FIG. 3 is a cross-sectional view illustrating a conventional thin disk motor bearing device.

[Explanation of symbols]

 DESCRIPTION OF SYMBOLS 1 Shaft 2 Bearing 2a Thrust bearing end face 3 Thrust receiving bush 3a Thrust receiving bush end face 4 Turntable 4a Disk mounting surface 5 Magnet 6 Coil 7 Mounting base 7a Motor mounting surface

Claims (5)

[Claims] In a thin spindle motor for rotating a disk, a shaft provided on a rotor side and fixed to a thrust receiving bush to which a turntable is fixed is provided, and the shaft is provided on a stator side and the shaft is inserted. A fixed bearing having a shaft insertion hole, the shaft being inserted into the shaft insertion hole, rotatably supporting the shaft, and having a thrust bearing end surface slidably supporting a thrust receiving bush end surface of the thrust receiving bush. A bearing device comprising: 2. A motor mounting surface of a mounting base fixed to a thrust bearing end surface of the fixed bearing and a fixed base, wherein a parallelism reference surface is provided on a disk mounting surface of the turntable and an end surface of the thrust receiving bush. Is provided with a parallelism reference surface, and the deflection of the disk mounting surface is determined by the flatness of the thrust bearing end surface, the flatness of the thrust receiving bush end surface, and the parallelism between the thrust bearing end surface and the disk mounting surface. 2. The bearing device according to claim 1, wherein the disc mounting surface is tilted by the parallelism between the motor mounting surface and the thrust bearing end surface. 3. An end surface of the thrust receiving bush and an end surface of the thrust bearing are in contact with each other via a ring surface via grease or oil, and an attraction force between the magnet fixed to the turntable and the magnetic attraction member on the stator side.
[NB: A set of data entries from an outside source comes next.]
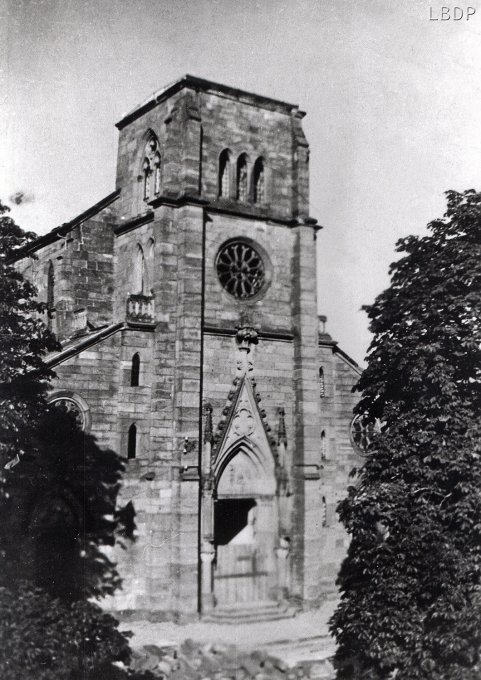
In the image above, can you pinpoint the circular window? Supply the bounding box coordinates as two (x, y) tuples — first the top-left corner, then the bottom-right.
(216, 241), (266, 300)
(49, 396), (87, 430)
(351, 414), (381, 456)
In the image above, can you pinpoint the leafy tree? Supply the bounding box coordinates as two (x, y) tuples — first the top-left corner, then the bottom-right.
(0, 202), (58, 470)
(0, 203), (142, 680)
(331, 190), (481, 680)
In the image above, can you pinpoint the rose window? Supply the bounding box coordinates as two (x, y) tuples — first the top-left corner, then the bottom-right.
(351, 414), (381, 455)
(216, 241), (265, 300)
(50, 397), (85, 430)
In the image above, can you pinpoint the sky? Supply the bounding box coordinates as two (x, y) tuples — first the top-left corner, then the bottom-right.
(0, 0), (481, 363)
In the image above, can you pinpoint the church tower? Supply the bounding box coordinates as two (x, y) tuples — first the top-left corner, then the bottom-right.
(15, 76), (358, 620)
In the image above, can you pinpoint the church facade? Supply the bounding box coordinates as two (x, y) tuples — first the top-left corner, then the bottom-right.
(18, 76), (366, 620)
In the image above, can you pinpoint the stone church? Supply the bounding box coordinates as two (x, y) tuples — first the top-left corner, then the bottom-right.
(18, 75), (369, 621)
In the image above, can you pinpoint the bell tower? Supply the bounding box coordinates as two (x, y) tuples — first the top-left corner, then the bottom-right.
(22, 76), (356, 620)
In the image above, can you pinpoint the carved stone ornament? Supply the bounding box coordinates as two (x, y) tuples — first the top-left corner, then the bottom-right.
(236, 326), (259, 352)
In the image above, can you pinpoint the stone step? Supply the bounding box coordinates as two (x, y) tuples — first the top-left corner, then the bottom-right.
(202, 602), (296, 625)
Or wherein the rotor is rotated along the ring surface in the thrust direction by applying a thrust load sufficiently larger than the radial load by a preload means in the thrust direction by a spring material. 2. The bearing device according to 2. 4. The bearing device according to claim 1, wherein a dynamic pressure generating groove is provided on one of the sliding ring surface of the thrust receiving bush end surface and the thrust bearing end surface. 5. The end surface of the thrust receiving bush and the sliding ring surface of the end surface of the thrust bearing are mirror-finished and surface-treated to increase the hardness of only the surface. Or the bearing device according to 4.